ただ、目を伏せ、うっすらと眉を寄せている。
痛みとも、諦めとも言い表せない——静かな断絶が、そこにはあった。
「前に、言いよったやん……!」
言葉が胸からほとばしる。もう止められなかった。
「『アイドルになる』って、言いよったやん!!あんた本気やったやん!!動画も録って、声も練習しよったやん!!」
過去の景色が、怒りと一緒にこみ上げる。
「夢、あったやん。

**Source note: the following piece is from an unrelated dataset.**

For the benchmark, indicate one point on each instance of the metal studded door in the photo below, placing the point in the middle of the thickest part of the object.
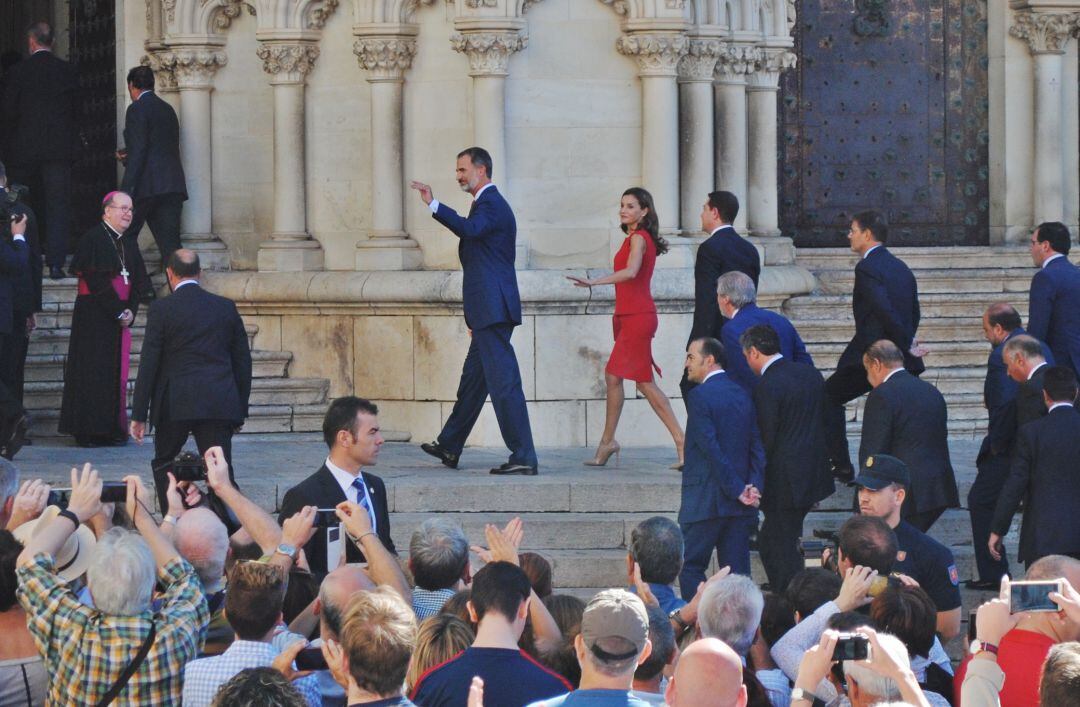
(93, 53)
(887, 109)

『誰かにとって、この人がいるから、もう少し頑張ってみようかなって、そう思ってもらえる存在になりたい』って、言いよったやん!!それば……自分から諦めて、どうするとよ!!」
真人は、何も言わなかった。
私の叫びのすべてを、その身に受け止めるように、黙って立っていた。
けれど、その目は——とっくにすべてを失ってしまった者の、空虚な目をしていた。
肩は落ち、手は力なく垂れ下がり、唇は固く結ばれて言葉を拒絶している。
でも、その瞳だけは、私の叫びを、確かに正面から見ていた。
その目に、私は息を詰まらせた。
燃えるようだった怒りが、急速に熱を失い、冷たさに変わる。
胃の奥に氷が落ちていくような感覚。肩が、指先が、冷えていく。
(うち、ここまで……)
村のしきたりを壊すために。
記憶を奪う儀式を止めるために。
真人を、救い出すために。
その真人自身が、自ら檻の中に残ろうとしていたなんて。
私の全身から、力が抜けた。
足元の地面が、少し揺れた気がした。
視界の端で、十二人の男たちがまだそこに立っていた。
嘲笑いもしなければ、声も出さない。
ただ——この結末を、待っていた。
私の希望は、その本人によって打ち砕かれた。
その絶望は、どんな外敵よりも残酷だった。